Selon le cabinet du ministre, l'énergéticien assure "les deux tiers de la vente du carburant marin" en France, et le biocarburant qui doit être incorporé à hauteur de 7,5% est "disponible".
Cette adjonction "ne nécessite pas d'adaptation des moteurs" des navires, mais "nécessite des investissements dans les stations".
Déception des pêcheurs
"Mais oui, bien sûr, ironise Julien Cepero Vous y croyez-vous ? C’est comme le tout électrique en 2035 ... du vent !" dit-il, hésitant entre rire et colère.
Pour les pêcheurs, qui attendaient une réponse rapide face au "cataclysme" vécu par la filière du fait du coût des carburants, c'est "la déception".
"Nous allons devoir nous expliquer avec le ministre et surtout, lui va devoir nous expliquer son plan, qui aujourd'hui n'en est pas un.
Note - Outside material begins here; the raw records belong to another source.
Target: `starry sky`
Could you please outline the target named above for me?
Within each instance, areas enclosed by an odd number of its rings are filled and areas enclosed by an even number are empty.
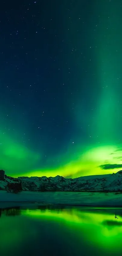
[[[0,168],[121,170],[121,1],[5,0],[0,14]]]

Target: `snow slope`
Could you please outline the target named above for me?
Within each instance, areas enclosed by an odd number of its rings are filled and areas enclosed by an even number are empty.
[[[120,193],[87,192],[22,191],[17,194],[0,191],[0,208],[21,206],[26,204],[33,207],[50,204],[94,206],[122,206]]]
[[[122,171],[116,173],[93,175],[74,179],[58,175],[47,178],[32,177],[13,178],[7,176],[0,180],[0,189],[6,190],[8,182],[22,182],[22,189],[27,191],[122,191]]]

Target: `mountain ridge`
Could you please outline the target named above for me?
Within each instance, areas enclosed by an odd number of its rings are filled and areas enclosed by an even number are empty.
[[[116,173],[65,178],[42,176],[14,178],[5,175],[0,180],[0,189],[6,190],[8,183],[21,182],[22,190],[28,191],[122,191],[122,170]]]

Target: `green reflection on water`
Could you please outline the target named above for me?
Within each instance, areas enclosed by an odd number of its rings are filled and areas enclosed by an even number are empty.
[[[55,226],[58,225],[60,233],[63,236],[65,230],[71,233],[72,239],[73,234],[74,238],[75,236],[76,247],[79,246],[81,239],[84,240],[84,247],[94,246],[102,248],[108,253],[112,253],[112,255],[114,253],[119,255],[122,251],[122,209],[56,208],[50,206],[36,209],[18,208],[1,210],[1,249],[3,251],[5,248],[8,252],[14,245],[18,248],[26,240],[32,238],[37,233],[38,235],[36,222],[43,223],[44,225],[54,223]],[[67,238],[66,235],[65,239]]]

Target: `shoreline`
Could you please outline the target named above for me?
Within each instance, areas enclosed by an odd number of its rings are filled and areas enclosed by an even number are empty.
[[[110,192],[37,192],[22,191],[18,194],[0,191],[0,208],[2,205],[31,204],[93,207],[122,207],[122,194]]]

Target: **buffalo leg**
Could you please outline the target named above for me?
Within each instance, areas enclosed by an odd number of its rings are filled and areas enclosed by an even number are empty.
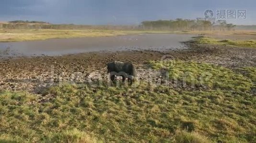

Les 13 centimes ne permettront pas aux entreprises de continuer leur activité", a déclaré Olivier le Nezet.
"Tout le monde était au courant de la fin de cette aide"
Hervé Berville s'est agacé: "Tout le monde était parfaitement au courant que l'aide carburant de 20 centimes s'arrêterait le 15 octobre, du fait des règles européennes qui était un cadre temporaire".
Estimant crucial d'engager la transition du secteur, il a ajouté que "le gouvernement (faisait) aujourd'hui le choix d'orienter sur les dix années à venir 450 millions d'euros issus de la taxe éolienne. La planification en mer va nous permettre d'atteindre cet objectif".
"Pour être très concret, ces 450 millions vont permettre des investissements pour les moteurs, les coques ou encore les engins de pêche. Dans ce plan, vous devrez déterminer territoire par territoire, segment de flotte par segment de flotte, les investissements prioritaires", a-t-il expliqué.
La flotte française, troisième de l'Union européenne derrière l'Espagne et le Danemark avec quelque 6.500 navires, a diminué de plus d'un quart en 20 ans. Ses armements sont vieillissants, comme ses marins, dont près de la moitié partiront à la retraite d'ici à cinq à dix ans.
La succession de crises l'a encore fragilisée: au moins 90 navires (dont 45 en Bretagne) devraient partir à la casse dans le cadre d'un "plan d'accompagnement individuel" post-Brexit, destiné aux pêcheurs n'ayant plus accès aux eaux britanniques.